Niedzielny sukces zdecydowanie poprawił humory Polkom i ich kibicom. Tym ostatnim szczególnie pod kątem zbliżających się MŚ. Jeden z dziennikarzy spytał, czy medal LN dodaje na tyle skrzydeł, iż teraz są gotowe na brąz czempionatu globu lub może choćby na krążek z cenniejszego kruszcu.
- Boże, co wyście...! Nie chcę chyba jeszcze gadać o MŚ. Kurde, cieszmy się. Cieszmy się tym dzisiejszym medalem - zaapelowała atakująca.


Sama jednak przyznała, iż cieszy ją bardzo zmiana, którą zaobserwowała przy okazji kolejnych brązowych krążków LN.
- Wiecie, najfajniejsze jest to, iż ten brąz nie wywołuje już takiego efektu "wow". Pojawia się raczej stwierdzenie: trzeci brąz z rzędu, może byście coś innego wygrały.

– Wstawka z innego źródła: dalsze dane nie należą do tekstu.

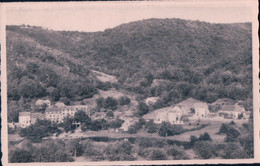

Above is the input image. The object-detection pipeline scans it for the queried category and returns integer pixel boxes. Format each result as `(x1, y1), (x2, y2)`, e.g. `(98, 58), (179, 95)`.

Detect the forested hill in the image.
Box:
(7, 19), (252, 107)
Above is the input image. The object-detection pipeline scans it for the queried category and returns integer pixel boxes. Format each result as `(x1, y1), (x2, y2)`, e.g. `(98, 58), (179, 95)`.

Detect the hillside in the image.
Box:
(7, 19), (252, 119)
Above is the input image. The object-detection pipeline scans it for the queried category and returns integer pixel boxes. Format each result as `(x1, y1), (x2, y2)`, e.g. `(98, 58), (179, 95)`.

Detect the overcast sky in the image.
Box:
(6, 2), (252, 32)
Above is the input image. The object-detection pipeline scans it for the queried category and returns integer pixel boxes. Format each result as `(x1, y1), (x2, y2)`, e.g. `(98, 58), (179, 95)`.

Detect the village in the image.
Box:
(8, 98), (250, 132)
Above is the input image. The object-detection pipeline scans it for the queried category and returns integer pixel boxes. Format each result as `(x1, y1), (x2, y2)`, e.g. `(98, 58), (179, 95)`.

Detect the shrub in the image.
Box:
(119, 96), (131, 105)
(138, 102), (150, 116)
(199, 132), (212, 141)
(145, 120), (158, 133)
(138, 138), (153, 148)
(149, 149), (167, 160)
(222, 143), (249, 159)
(193, 141), (216, 159)
(218, 123), (229, 134)
(167, 145), (190, 160)
(104, 97), (118, 110)
(9, 149), (33, 163)
(225, 127), (240, 142)
(158, 122), (184, 137)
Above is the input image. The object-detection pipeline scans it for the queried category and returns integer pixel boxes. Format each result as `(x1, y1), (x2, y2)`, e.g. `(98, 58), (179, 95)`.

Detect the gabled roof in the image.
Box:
(19, 112), (31, 116)
(45, 107), (63, 113)
(31, 112), (44, 119)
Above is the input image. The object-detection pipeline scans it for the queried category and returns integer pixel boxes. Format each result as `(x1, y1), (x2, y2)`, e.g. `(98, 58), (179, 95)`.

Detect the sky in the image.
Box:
(6, 2), (251, 32)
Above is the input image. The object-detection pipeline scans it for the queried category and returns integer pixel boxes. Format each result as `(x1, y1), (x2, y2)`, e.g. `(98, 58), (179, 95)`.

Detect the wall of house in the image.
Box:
(19, 115), (31, 128)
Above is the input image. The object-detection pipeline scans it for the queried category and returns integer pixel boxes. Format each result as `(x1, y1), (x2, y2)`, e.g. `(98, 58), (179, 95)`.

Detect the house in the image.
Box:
(35, 99), (51, 107)
(45, 105), (90, 123)
(194, 103), (209, 118)
(145, 97), (159, 105)
(19, 112), (44, 128)
(143, 105), (183, 124)
(177, 98), (208, 115)
(119, 118), (138, 131)
(19, 112), (31, 128)
(7, 122), (19, 129)
(218, 103), (249, 119)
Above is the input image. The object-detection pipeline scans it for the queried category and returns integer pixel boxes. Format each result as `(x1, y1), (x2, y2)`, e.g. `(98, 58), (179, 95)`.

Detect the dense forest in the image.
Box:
(7, 19), (252, 121)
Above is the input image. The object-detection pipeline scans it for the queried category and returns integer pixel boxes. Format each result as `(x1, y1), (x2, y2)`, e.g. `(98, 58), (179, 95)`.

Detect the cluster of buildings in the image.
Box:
(143, 98), (250, 124)
(143, 98), (209, 124)
(8, 98), (90, 128)
(8, 98), (250, 131)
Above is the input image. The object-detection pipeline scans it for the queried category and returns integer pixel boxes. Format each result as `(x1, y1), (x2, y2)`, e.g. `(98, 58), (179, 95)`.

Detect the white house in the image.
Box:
(143, 106), (183, 124)
(119, 118), (138, 131)
(194, 103), (209, 118)
(19, 112), (44, 128)
(218, 103), (250, 119)
(19, 112), (31, 128)
(35, 99), (51, 107)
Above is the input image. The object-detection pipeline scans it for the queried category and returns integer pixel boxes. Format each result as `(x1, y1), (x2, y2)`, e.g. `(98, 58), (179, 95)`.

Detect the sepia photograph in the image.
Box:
(2, 1), (259, 165)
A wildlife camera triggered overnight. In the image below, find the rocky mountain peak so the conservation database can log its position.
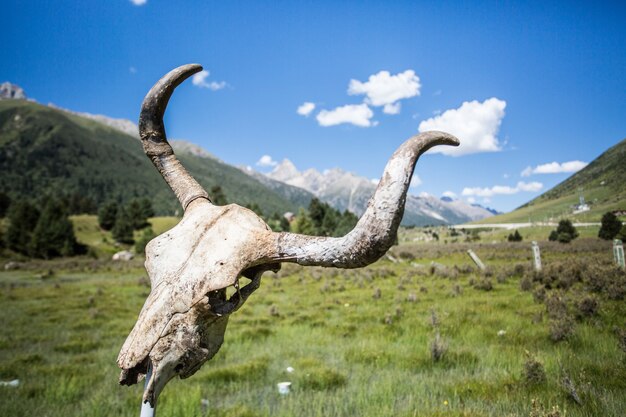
[267,159,300,183]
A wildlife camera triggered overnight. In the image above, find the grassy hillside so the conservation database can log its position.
[477,139,626,223]
[0,100,311,215]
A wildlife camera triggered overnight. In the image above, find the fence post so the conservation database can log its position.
[467,249,485,271]
[533,240,541,272]
[613,239,626,269]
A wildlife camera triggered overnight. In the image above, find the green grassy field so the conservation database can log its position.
[0,232,626,416]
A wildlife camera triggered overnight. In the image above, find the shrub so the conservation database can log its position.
[550,316,574,342]
[576,295,599,318]
[524,352,547,385]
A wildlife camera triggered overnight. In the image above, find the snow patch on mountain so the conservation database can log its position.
[265,159,492,225]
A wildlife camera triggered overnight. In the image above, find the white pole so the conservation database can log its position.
[613,239,626,269]
[139,363,156,417]
[467,249,486,271]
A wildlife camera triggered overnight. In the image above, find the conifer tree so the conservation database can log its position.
[111,208,135,244]
[126,199,152,230]
[5,200,39,255]
[598,211,622,240]
[29,198,82,259]
[0,192,11,219]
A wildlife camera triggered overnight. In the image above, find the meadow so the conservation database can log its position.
[0,224,626,417]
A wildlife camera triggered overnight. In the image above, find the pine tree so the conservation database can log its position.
[98,201,119,230]
[598,212,622,240]
[549,219,578,243]
[111,208,135,244]
[5,200,39,255]
[246,203,263,217]
[0,192,11,219]
[139,197,154,219]
[211,185,228,206]
[29,198,84,259]
[291,208,316,235]
[333,210,359,236]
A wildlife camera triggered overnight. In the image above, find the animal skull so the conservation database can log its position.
[117,64,459,405]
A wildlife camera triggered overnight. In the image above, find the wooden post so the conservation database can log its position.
[613,239,626,269]
[139,363,156,417]
[533,240,541,272]
[467,249,485,271]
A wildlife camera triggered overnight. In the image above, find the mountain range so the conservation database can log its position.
[0,83,493,225]
[480,135,626,223]
[266,159,493,225]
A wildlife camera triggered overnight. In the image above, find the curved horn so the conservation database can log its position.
[139,64,211,210]
[275,131,459,268]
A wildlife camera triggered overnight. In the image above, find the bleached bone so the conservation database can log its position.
[117,64,459,404]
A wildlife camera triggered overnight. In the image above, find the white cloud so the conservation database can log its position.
[348,70,421,114]
[191,70,226,91]
[296,101,315,117]
[316,104,376,127]
[419,97,506,156]
[383,103,402,114]
[522,161,589,177]
[461,181,543,198]
[256,155,278,167]
[410,175,422,188]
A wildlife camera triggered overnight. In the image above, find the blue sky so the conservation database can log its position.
[0,0,626,211]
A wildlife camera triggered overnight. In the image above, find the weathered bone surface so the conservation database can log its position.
[118,64,459,404]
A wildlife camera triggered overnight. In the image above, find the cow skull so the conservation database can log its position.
[117,64,459,404]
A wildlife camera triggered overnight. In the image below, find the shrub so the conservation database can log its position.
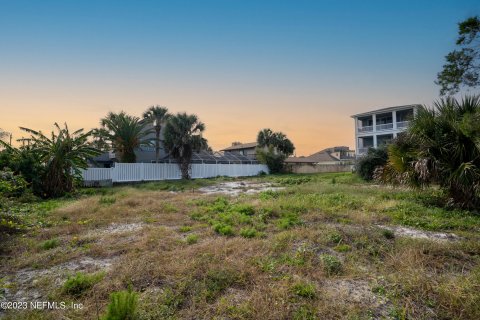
[40,239,60,250]
[232,204,255,216]
[321,254,342,275]
[356,146,388,181]
[102,289,138,320]
[293,305,317,320]
[204,269,239,302]
[328,231,343,244]
[333,244,352,252]
[213,223,234,236]
[377,95,480,209]
[0,168,28,197]
[292,282,316,299]
[277,213,302,229]
[382,229,395,239]
[240,228,258,238]
[98,196,117,205]
[63,272,105,297]
[178,226,192,233]
[185,234,198,244]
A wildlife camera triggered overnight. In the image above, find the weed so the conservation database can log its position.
[382,229,395,239]
[292,305,318,320]
[178,226,192,233]
[328,231,343,244]
[102,289,138,320]
[231,204,255,216]
[204,269,239,302]
[240,228,258,238]
[213,223,235,236]
[292,282,317,299]
[185,234,198,244]
[320,254,342,275]
[98,196,117,205]
[333,244,352,252]
[277,213,302,229]
[40,239,60,250]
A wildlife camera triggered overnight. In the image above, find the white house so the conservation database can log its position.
[352,104,421,156]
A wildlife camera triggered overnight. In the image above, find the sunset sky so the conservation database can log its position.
[0,0,480,155]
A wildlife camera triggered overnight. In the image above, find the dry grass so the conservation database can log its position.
[0,174,480,319]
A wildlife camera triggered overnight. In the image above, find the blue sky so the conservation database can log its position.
[0,0,480,154]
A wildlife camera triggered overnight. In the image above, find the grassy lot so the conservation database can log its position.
[0,173,480,319]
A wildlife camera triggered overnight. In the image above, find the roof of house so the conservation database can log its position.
[285,147,351,163]
[220,142,257,151]
[350,104,421,118]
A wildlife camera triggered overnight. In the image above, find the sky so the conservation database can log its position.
[0,0,480,155]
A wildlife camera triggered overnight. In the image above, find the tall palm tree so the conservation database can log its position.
[143,105,170,163]
[97,111,152,163]
[379,96,480,208]
[19,123,100,197]
[165,113,208,179]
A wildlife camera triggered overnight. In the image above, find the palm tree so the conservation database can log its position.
[98,111,152,163]
[379,96,480,208]
[143,106,170,163]
[165,113,207,179]
[19,123,100,197]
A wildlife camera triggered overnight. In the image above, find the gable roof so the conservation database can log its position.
[285,146,351,163]
[350,104,421,118]
[220,142,257,151]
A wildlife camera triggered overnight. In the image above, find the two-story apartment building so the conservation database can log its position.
[352,104,421,156]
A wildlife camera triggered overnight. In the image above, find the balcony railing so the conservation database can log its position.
[397,121,410,129]
[376,123,393,131]
[358,126,373,132]
[358,146,373,154]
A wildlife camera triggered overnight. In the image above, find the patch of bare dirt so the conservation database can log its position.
[198,181,285,196]
[379,225,460,241]
[0,257,114,301]
[322,279,392,319]
[86,223,144,237]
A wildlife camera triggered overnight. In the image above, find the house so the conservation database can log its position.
[220,142,257,159]
[351,104,421,156]
[285,146,355,173]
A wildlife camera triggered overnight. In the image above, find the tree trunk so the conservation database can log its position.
[179,160,190,180]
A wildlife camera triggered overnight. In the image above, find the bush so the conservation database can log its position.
[321,254,342,275]
[185,234,198,244]
[240,228,258,238]
[40,239,60,250]
[213,223,234,236]
[355,146,388,181]
[63,272,105,297]
[102,289,138,320]
[0,168,28,197]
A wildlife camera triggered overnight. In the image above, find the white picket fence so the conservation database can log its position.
[82,163,268,185]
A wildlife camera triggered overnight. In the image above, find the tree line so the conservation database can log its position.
[0,106,208,198]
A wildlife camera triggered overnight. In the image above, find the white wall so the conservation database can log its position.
[82,163,268,182]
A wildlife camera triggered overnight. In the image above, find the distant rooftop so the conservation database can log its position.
[350,104,421,118]
[285,146,353,163]
[220,142,257,151]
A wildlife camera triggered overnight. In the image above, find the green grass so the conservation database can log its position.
[0,173,480,320]
[40,239,60,250]
[185,234,198,244]
[292,282,317,299]
[63,272,105,297]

Ja się bardzo cieszę, bo gdyby ktoś kiedyś powiedział, iż Polki zdobędą brąz LN, to reakcją byłoby sceptyczne "Tak, na pewno". Więc to super, iż te oczekiwania wobec nas są coraz większe i iż nikt nie jest już bardzo zaskoczony tym, iż zdobywamy ten brąz - analizowała 29-latka.


Po czym, oceniając szanse na przerwanie brązowej passy nawiązała do serii siatkarek Developresu Rzeszów. Te przez pięć lat z rzędu zdobywały wicemistrzostwo Polski, by wreszcie za szóstym podejściem zdobyć upragniony i wyczekiwany tytuł.
- Mam nadzieję, iż my nie będziemy tyle czekać. Ale może mamy za dużo "Rysic" w zespole - rzuciła ze śmiechem Smarzek.